Feeding a lionhead rabbit does not involve a lot of costs neither time.
They primarily feed on hay, which makes 75% of the meals and is super-affordable. Additionally, they require some inexpensive rabbit pellets which make 20% of their meals and ultimately some greens or fruits as treats.
Hay needs to be available all the time, while the remaining meals can be offered once each day.
Finally, rabbits drink drinkable tap or bottled water, so there is no need to purchase some special one.
5. Upkeep Cost
Initial costs depend a lot on the housing choice, as these can surely start from $20 but luxury hutches go about $400 or more. Lionhead rabbits do not cost much themselves, but prices do vary a lot between rescue shelters and fancy breeders.

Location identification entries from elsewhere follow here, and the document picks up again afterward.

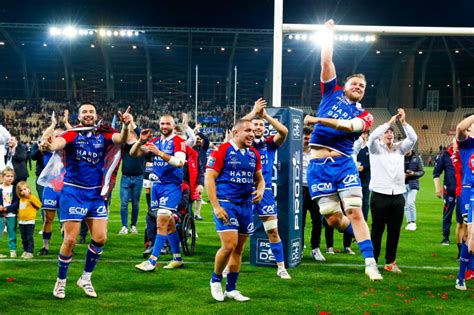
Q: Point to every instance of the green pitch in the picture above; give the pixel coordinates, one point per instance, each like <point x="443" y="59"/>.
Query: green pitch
<point x="336" y="286"/>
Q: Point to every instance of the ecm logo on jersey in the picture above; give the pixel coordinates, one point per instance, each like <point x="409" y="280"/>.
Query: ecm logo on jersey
<point x="264" y="253"/>
<point x="321" y="187"/>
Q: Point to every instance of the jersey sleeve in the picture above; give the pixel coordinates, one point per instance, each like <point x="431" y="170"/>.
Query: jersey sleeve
<point x="69" y="136"/>
<point x="179" y="145"/>
<point x="258" y="165"/>
<point x="329" y="87"/>
<point x="271" y="143"/>
<point x="368" y="120"/>
<point x="216" y="159"/>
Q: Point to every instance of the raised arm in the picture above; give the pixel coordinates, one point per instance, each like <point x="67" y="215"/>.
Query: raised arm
<point x="463" y="127"/>
<point x="328" y="70"/>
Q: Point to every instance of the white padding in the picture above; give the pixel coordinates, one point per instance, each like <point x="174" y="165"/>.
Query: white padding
<point x="164" y="212"/>
<point x="352" y="202"/>
<point x="328" y="207"/>
<point x="270" y="225"/>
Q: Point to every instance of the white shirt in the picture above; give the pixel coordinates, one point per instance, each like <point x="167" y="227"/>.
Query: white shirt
<point x="387" y="167"/>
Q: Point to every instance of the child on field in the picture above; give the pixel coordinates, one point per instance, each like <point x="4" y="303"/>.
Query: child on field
<point x="28" y="206"/>
<point x="8" y="209"/>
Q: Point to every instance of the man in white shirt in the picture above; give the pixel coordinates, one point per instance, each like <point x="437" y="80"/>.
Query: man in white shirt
<point x="387" y="185"/>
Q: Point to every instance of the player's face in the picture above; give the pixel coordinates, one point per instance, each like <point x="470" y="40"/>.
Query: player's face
<point x="258" y="128"/>
<point x="244" y="135"/>
<point x="354" y="89"/>
<point x="388" y="137"/>
<point x="166" y="125"/>
<point x="87" y="115"/>
<point x="8" y="178"/>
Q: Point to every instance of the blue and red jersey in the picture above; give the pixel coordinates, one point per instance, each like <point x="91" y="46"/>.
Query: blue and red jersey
<point x="466" y="151"/>
<point x="267" y="149"/>
<point x="162" y="171"/>
<point x="236" y="168"/>
<point x="84" y="156"/>
<point x="335" y="105"/>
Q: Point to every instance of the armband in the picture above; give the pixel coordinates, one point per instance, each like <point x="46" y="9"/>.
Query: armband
<point x="175" y="161"/>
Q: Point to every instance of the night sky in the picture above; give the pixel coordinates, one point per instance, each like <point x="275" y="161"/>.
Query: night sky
<point x="239" y="14"/>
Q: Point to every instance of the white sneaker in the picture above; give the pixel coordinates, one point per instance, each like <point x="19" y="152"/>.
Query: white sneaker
<point x="236" y="295"/>
<point x="372" y="271"/>
<point x="225" y="272"/>
<point x="283" y="274"/>
<point x="146" y="266"/>
<point x="59" y="290"/>
<point x="86" y="285"/>
<point x="460" y="284"/>
<point x="216" y="291"/>
<point x="123" y="231"/>
<point x="317" y="255"/>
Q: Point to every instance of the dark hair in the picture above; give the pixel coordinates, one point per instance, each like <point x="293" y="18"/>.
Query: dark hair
<point x="307" y="130"/>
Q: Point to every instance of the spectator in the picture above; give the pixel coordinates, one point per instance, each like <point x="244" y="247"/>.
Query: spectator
<point x="16" y="158"/>
<point x="413" y="171"/>
<point x="387" y="184"/>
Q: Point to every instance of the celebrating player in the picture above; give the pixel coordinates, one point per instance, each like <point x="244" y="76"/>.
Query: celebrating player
<point x="85" y="149"/>
<point x="267" y="209"/>
<point x="169" y="155"/>
<point x="232" y="172"/>
<point x="332" y="173"/>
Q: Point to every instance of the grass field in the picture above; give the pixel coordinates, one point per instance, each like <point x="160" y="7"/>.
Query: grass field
<point x="337" y="286"/>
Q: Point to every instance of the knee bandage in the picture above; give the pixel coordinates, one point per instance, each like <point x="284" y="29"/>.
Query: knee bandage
<point x="352" y="202"/>
<point x="329" y="205"/>
<point x="270" y="225"/>
<point x="164" y="212"/>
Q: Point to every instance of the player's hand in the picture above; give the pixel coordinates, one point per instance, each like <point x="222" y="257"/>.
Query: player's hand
<point x="310" y="120"/>
<point x="185" y="119"/>
<point x="258" y="195"/>
<point x="126" y="117"/>
<point x="145" y="135"/>
<point x="152" y="149"/>
<point x="221" y="214"/>
<point x="393" y="119"/>
<point x="200" y="189"/>
<point x="259" y="107"/>
<point x="401" y="115"/>
<point x="53" y="119"/>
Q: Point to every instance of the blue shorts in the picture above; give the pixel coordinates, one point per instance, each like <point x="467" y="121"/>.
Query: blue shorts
<point x="267" y="206"/>
<point x="240" y="218"/>
<point x="77" y="204"/>
<point x="165" y="196"/>
<point x="467" y="200"/>
<point x="328" y="176"/>
<point x="50" y="199"/>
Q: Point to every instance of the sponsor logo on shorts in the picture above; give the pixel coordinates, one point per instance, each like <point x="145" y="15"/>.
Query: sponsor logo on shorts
<point x="78" y="210"/>
<point x="321" y="187"/>
<point x="350" y="179"/>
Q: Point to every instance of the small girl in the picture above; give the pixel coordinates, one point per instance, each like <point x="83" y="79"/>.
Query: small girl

You also probably want your rabbit neutered or spayed, so prepare to spend additional $50 to $300, depending on the area you live in. On average, most owners spend approximately $300 to bring their lionhead home.
Upkeep costs, however, are not that high and vary anywhere around $50 per month. This includes high-quality food, litter requirements, as well as some occasional toys. Protecting your wires and wooden furniture from rabbit bites and scratches is not included in this calculation.
Keeping a rabbit can cost much lower if you handcraft toys and enclosures on your own, as well as have available greens in your garden. However, there can occasionally be extra costs if your pet happens to get sick or if you need a pet-sitter while being on vacation.
Can Lionhead Rabbits Live Alone?
Lionhead rabbits are extremely sociable furry creatures, and it is always best to keep them in pairs if possible. Owning two rabbits will not literally double the costs, but these will surely increase significantly.
On the other side, if you decide to adopt just one rabbit anyway, be prepared to spend much time with it every day. This is the only way to compensate the lack of a partner and avoid depression.
How Often to Groom Your Lionhead Rabbit?
Generally, lionheads require weekly or daily brushing, depending on the shedding seasons. However, nail clipping or teeth check-ups can be done much rarely, once or twice a month.
Do Lionhead Rabbits Shed a Lot?
Lionhead rabbits shed a lot, especially after winter and summertime. During such shedding, it is really important to brush them on a daily basis, and sometimes even more often. Otherwise, brushing them once or twice each week is simply fine.
To reply to the initial question about lionhead rabbits being low or high maintenance pets, the answer is somewhere in between.
They certainly do not require that much maintenance as dogs do but, on the other side, they are neither that low maintenance as owning a hamster is.
To conclude, keeping a lionhead rabbit is not that time or cost taking, but please make sure to being able of providing your pet a happy life before you decide to bring it home.